Nike stole the attention of a nation on Monday, by debuting a 30th-anniversary campaign starring former San Francisco 49ers quarterback and original anthem protester Colin Kaepernick.
The announcement heralded him as a hero for subsisting off a suspected eight-digit endorsement deal with one of the world’s largest sporting goods companies.
Kaepernick has made a name for himself protesting what he claims to be systematic injustice by law enforcement against people of color in the United States. The outrage surrounding his endorsement stems largely from his refusal to stand for America’s flag and national anthem at NFL games, as a symbolic gesture that the country is not living out the values the flag is supposed to represent.
This outrage is misplaced because it ignores the reality of Kaepernick’s political ideology, one he revealed rather shamelessly by wearing a t-shirt emblazoned with mass murderer Fidel Castro’s face on it to a press conference in Miami, Florida, home to the largest community of Castro’s victims in the country. Kaepernick refused to disown Castro, instead doubling down on his praise of the dictator when confronted by a journalist member of the Cuban exile community.

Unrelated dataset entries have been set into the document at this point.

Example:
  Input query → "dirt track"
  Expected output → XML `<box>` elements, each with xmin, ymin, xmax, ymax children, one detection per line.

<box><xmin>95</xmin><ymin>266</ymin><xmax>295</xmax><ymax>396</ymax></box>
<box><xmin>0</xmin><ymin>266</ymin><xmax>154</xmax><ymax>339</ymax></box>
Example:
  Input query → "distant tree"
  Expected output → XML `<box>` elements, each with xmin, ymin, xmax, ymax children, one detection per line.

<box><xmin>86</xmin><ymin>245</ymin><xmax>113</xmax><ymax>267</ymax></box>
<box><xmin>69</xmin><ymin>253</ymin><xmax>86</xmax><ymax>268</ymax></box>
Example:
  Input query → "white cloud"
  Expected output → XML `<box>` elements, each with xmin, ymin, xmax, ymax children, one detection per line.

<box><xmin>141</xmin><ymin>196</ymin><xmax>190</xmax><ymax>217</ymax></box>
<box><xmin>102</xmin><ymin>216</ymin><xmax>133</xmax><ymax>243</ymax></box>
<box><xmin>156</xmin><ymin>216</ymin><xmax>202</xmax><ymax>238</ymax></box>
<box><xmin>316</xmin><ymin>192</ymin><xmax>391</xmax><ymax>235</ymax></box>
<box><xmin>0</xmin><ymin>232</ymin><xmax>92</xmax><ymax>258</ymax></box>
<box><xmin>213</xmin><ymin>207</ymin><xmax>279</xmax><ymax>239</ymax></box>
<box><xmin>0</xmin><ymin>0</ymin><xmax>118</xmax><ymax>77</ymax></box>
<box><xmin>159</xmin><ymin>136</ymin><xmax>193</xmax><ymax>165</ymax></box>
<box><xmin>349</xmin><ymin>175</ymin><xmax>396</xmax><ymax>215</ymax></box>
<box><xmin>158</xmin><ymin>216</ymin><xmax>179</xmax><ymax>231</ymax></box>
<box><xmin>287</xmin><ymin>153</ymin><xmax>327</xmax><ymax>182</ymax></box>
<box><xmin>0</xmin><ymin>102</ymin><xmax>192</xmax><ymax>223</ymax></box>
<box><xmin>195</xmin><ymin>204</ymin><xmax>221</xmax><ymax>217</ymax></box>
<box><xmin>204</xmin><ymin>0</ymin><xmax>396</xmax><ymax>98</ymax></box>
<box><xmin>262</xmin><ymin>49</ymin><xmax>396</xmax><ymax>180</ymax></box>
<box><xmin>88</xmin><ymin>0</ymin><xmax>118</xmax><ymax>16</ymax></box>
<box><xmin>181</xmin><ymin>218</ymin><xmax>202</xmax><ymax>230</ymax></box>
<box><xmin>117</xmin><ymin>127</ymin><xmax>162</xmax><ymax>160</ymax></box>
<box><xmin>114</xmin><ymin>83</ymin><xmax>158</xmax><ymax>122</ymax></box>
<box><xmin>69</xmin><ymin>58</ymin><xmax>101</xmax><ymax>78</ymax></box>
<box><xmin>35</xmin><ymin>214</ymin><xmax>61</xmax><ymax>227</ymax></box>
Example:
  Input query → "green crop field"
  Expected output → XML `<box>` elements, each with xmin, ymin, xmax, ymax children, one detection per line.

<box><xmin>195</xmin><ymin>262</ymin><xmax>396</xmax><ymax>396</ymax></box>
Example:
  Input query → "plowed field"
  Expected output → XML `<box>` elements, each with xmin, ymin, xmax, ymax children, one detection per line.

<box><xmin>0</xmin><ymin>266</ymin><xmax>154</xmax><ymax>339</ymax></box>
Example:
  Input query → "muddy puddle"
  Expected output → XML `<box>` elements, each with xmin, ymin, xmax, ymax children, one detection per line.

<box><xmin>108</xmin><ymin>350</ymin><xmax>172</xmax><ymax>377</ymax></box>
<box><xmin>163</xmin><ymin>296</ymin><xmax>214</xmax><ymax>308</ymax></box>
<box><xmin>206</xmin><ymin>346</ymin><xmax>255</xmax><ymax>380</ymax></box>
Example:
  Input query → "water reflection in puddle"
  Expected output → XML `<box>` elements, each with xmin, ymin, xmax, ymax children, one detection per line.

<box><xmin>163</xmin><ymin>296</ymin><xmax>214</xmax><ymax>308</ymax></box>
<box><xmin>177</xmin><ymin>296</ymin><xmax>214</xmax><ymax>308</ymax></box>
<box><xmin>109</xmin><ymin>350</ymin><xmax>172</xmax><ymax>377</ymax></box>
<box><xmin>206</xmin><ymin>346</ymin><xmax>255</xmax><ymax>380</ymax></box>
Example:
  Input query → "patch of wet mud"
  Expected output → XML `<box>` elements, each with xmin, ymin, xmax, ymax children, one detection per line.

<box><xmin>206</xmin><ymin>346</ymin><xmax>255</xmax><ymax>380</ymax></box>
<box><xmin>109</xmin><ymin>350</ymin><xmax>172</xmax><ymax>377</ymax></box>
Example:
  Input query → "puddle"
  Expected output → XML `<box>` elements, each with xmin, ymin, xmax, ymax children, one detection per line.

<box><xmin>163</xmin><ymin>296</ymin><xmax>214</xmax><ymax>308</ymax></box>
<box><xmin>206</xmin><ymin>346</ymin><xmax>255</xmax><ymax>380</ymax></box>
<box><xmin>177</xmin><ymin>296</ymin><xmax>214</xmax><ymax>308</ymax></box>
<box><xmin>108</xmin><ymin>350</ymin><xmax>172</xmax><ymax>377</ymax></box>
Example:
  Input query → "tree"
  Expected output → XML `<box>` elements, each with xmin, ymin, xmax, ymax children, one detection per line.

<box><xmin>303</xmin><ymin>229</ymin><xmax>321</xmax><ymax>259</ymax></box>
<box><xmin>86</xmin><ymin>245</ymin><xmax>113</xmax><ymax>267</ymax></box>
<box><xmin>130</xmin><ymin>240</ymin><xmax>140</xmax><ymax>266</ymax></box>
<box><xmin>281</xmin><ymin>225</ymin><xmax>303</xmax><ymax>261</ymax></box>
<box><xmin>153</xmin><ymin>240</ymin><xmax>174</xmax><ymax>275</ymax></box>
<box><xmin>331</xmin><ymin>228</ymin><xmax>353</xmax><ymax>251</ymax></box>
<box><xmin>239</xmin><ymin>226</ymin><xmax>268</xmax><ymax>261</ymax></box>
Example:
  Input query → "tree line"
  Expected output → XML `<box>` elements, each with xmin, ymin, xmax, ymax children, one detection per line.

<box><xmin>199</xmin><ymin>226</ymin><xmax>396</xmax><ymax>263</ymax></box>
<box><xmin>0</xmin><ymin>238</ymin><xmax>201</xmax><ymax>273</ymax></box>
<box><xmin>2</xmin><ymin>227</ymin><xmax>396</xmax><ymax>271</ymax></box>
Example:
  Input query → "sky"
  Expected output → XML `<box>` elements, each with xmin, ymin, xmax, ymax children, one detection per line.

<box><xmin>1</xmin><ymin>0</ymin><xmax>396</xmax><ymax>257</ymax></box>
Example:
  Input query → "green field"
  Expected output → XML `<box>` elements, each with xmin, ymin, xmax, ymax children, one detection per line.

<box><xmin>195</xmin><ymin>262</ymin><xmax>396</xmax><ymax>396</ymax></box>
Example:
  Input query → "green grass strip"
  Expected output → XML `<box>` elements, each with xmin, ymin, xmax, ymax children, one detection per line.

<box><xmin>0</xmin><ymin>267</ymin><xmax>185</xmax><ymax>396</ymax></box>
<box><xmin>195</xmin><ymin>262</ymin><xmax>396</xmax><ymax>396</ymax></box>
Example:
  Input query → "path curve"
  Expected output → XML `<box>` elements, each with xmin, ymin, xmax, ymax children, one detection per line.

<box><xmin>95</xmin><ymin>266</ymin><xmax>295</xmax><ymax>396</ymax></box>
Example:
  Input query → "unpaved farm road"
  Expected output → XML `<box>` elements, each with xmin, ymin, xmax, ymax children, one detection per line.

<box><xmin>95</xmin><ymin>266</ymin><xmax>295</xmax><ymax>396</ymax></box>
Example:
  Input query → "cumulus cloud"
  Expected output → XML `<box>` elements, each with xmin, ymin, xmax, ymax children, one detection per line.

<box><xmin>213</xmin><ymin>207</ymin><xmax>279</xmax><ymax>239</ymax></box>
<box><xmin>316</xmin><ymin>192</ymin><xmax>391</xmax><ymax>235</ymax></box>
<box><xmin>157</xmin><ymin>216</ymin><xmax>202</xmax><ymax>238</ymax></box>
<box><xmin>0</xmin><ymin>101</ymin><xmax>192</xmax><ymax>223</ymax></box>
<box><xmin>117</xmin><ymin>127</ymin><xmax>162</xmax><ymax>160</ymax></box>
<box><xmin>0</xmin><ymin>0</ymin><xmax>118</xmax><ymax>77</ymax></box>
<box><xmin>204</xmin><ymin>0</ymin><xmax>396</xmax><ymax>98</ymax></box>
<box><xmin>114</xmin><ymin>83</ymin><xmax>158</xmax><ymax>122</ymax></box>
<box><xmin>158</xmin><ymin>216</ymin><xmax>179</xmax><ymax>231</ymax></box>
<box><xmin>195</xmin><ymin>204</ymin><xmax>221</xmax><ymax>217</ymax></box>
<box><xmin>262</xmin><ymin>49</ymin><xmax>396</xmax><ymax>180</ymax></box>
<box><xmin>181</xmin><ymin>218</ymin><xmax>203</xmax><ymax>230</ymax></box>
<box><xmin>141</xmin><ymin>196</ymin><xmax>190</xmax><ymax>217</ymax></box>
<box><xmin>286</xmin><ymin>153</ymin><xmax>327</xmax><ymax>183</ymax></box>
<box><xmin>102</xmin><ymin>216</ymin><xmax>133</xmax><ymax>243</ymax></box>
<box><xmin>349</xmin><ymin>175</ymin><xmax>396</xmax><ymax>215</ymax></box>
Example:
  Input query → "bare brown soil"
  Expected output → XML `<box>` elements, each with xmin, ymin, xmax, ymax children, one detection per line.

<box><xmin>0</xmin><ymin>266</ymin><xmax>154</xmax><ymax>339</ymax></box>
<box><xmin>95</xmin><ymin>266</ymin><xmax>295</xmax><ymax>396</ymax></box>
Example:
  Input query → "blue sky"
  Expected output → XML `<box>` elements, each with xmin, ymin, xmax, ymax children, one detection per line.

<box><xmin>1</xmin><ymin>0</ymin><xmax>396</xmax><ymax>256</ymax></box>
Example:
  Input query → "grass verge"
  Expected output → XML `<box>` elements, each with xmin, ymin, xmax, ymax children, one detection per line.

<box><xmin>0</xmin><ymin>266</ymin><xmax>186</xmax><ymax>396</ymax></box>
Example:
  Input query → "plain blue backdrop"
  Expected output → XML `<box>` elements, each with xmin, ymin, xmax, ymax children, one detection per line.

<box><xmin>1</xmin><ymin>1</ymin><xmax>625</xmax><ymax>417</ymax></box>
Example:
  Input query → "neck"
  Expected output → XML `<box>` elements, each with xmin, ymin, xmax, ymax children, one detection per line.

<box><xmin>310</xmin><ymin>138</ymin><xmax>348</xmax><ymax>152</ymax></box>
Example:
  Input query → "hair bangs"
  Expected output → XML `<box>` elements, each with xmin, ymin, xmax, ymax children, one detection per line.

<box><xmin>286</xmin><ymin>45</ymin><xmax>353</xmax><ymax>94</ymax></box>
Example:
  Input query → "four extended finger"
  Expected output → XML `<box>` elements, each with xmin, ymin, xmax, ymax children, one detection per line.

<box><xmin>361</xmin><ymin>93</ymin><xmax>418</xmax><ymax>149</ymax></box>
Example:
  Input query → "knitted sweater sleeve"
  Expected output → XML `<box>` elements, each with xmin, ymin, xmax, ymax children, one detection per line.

In endorsing the rule of Fidel Castro, Kaepernick stood in defense of police brutality, systematic racism against people of color, and the torture and murder of political dissidents, all the ills that he repeatedly claims so urgently tarnish America. In this context, refusing to stand for America’s flag becomes a rejection of the values that Kaepernick claims to represent – and now Nike has rejected those values, too.